Because I love Galway Kinnell’s “Wait”—from the way he touched depression to the way he wove a melody to free it. Kinnell wrote this poem for a student who wanted to die after a love relationship went wrong. Because it is one of my favorite poems and yet—I feel a hollow space in its promise, a sort of positivity that promises we will learn from the suffering of life. I’m not sure I believe this anymore. I’m not sure I need to believe this in order to love living—or to bear the implacable parts.

The Rub: Subvert Your Idol

Pick a poem that you adore, a poem by a famous poet, a poet you admire and emulate. You should have a fear of profaning their poems. This fear is important—it’s where the poem gets its energy.

Start by playing with the title, reading it, feeling its relationship to what the poet wants from the poem.

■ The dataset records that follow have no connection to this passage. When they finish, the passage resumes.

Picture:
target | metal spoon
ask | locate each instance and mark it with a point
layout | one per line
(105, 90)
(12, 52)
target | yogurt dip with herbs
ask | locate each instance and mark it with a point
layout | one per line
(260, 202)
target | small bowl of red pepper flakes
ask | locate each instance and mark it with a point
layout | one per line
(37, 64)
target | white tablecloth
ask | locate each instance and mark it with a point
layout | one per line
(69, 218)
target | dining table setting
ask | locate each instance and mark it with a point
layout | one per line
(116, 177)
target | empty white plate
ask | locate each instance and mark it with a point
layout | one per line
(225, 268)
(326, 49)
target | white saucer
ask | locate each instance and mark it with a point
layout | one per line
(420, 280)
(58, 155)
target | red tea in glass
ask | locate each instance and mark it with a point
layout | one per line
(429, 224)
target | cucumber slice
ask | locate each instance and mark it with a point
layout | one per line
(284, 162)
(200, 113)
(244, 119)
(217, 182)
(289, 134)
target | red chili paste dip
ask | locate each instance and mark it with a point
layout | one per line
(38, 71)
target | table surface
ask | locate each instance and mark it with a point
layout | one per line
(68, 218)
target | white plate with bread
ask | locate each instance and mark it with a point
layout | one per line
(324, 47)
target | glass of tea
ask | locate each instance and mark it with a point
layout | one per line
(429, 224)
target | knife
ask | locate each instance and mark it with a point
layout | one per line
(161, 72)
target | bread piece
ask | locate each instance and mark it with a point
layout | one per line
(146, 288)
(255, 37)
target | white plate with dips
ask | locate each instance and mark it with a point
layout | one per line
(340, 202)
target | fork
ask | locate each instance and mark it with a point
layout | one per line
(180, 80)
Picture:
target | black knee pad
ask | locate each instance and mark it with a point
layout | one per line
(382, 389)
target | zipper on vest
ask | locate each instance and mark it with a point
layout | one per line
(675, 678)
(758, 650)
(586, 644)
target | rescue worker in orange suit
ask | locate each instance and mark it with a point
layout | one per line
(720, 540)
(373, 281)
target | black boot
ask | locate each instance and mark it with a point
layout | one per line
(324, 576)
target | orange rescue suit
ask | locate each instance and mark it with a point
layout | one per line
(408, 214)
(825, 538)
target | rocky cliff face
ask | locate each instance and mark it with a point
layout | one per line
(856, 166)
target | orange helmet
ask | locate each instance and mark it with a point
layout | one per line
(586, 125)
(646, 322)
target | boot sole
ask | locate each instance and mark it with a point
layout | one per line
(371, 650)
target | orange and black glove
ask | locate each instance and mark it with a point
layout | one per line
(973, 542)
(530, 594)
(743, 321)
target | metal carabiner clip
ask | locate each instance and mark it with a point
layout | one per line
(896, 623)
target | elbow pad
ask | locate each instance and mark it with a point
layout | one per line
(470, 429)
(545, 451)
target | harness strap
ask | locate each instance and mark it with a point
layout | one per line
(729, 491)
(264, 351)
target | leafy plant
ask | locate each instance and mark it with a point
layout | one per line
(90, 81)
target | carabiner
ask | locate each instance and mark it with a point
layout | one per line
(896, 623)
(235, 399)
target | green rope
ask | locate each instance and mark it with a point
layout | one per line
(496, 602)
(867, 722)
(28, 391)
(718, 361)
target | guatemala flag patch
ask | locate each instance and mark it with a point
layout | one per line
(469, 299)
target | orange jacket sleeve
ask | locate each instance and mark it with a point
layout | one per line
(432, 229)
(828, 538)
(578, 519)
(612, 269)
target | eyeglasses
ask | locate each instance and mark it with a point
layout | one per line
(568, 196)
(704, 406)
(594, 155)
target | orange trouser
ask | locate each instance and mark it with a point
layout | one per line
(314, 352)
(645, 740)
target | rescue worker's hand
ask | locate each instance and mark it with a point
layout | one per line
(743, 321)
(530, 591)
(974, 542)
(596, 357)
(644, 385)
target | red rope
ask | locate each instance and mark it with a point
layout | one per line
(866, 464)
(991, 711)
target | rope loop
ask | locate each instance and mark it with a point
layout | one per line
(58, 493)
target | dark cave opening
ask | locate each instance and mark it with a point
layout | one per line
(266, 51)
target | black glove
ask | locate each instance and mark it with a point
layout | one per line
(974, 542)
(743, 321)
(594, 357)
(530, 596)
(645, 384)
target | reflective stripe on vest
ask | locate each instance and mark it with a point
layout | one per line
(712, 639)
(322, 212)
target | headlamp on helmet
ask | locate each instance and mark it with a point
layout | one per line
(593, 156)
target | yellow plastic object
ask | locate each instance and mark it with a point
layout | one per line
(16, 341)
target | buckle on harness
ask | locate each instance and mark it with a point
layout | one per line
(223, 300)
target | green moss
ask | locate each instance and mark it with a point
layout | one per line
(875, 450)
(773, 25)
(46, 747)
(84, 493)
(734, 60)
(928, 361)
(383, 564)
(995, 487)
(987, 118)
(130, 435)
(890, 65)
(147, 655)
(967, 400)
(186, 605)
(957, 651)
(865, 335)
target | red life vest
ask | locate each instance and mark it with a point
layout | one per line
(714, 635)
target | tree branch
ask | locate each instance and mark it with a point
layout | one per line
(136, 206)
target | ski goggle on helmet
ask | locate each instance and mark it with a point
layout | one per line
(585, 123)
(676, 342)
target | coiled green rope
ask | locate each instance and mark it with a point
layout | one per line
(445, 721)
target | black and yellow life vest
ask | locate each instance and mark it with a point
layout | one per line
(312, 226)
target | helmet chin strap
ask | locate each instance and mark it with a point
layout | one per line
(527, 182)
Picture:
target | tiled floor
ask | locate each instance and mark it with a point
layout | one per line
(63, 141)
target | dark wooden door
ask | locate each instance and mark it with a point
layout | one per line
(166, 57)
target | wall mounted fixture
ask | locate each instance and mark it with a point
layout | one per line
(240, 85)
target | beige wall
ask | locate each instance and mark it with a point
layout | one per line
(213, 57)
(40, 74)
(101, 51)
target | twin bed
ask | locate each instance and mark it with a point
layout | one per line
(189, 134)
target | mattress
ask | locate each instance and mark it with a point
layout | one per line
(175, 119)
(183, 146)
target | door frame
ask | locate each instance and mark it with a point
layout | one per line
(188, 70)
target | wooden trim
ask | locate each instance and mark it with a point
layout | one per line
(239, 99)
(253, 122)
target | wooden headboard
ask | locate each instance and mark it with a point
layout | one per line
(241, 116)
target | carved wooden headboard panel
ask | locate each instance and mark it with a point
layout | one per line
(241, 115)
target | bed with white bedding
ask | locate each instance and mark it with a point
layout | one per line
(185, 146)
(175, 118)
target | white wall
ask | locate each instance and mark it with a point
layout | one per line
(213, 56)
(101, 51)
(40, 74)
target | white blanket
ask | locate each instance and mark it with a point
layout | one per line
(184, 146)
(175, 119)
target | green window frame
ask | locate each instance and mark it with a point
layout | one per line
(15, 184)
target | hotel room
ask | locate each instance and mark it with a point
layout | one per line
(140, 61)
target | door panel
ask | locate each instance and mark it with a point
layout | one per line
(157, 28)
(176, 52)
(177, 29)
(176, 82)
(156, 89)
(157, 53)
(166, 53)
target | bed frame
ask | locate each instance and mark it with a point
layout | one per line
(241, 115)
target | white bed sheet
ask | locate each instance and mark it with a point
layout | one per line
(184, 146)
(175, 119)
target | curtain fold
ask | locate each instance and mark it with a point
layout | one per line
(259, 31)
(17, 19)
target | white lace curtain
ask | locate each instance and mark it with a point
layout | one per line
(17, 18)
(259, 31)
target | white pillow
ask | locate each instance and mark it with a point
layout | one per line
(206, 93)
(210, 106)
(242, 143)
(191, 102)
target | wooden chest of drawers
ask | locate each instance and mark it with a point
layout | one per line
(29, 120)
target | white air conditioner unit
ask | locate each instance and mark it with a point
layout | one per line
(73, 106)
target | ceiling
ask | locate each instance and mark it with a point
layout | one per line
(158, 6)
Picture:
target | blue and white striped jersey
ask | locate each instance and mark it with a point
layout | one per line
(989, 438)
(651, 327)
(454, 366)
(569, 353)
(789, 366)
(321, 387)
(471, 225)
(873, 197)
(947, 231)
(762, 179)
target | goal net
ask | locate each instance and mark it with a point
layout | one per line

Then subvert it. Flip it. And write into what happens.

(My example in response to Kinnell’s “Wait” is below.)

Don'twait.png

It’s worth watching the poet read this beautiful poem aloud—because watching adds layers to listening, and layers thicken the bed, broaden the available brushstrokes.

And what’s funny to me about this poem is I went in thinking I wanted to argue with Kinnell about whether we “recover” from broken hearts in the context of romantic love. As I wrote into the titular subversion, I discovered my mother—and how I needed to think about love and loss in general, how the intensity of love can attach to unromantic relationships, including parental ones.

The point of this post—the point of my daily subversions—is to schedule time for failure. To slot in a space where I write to fail, and then feel through that failure to new subjects. So I wrote the poem above (which is compost) and then discovered the poem I needed to write (which is not compost and not shared here but hopefully appears somewhere someday, ptuie ptuie).

In this way, writing “Don’t Wait” led me to a tension that I probe in a poem I do not plan to compost. But I’m not sure I would have resolved to write into the uncertainty of this space if I hadn’t first discovered its parameters through this writing exercise.

And that, friends, is the risk I need to bring to the page. Alongside the reminder that, if we are writing, then we are producing reams of nonsense alongside a few moonflower vines. And producing those reams is a good thing. A shameless thing. A facet of practice and commitment. Don’t wait.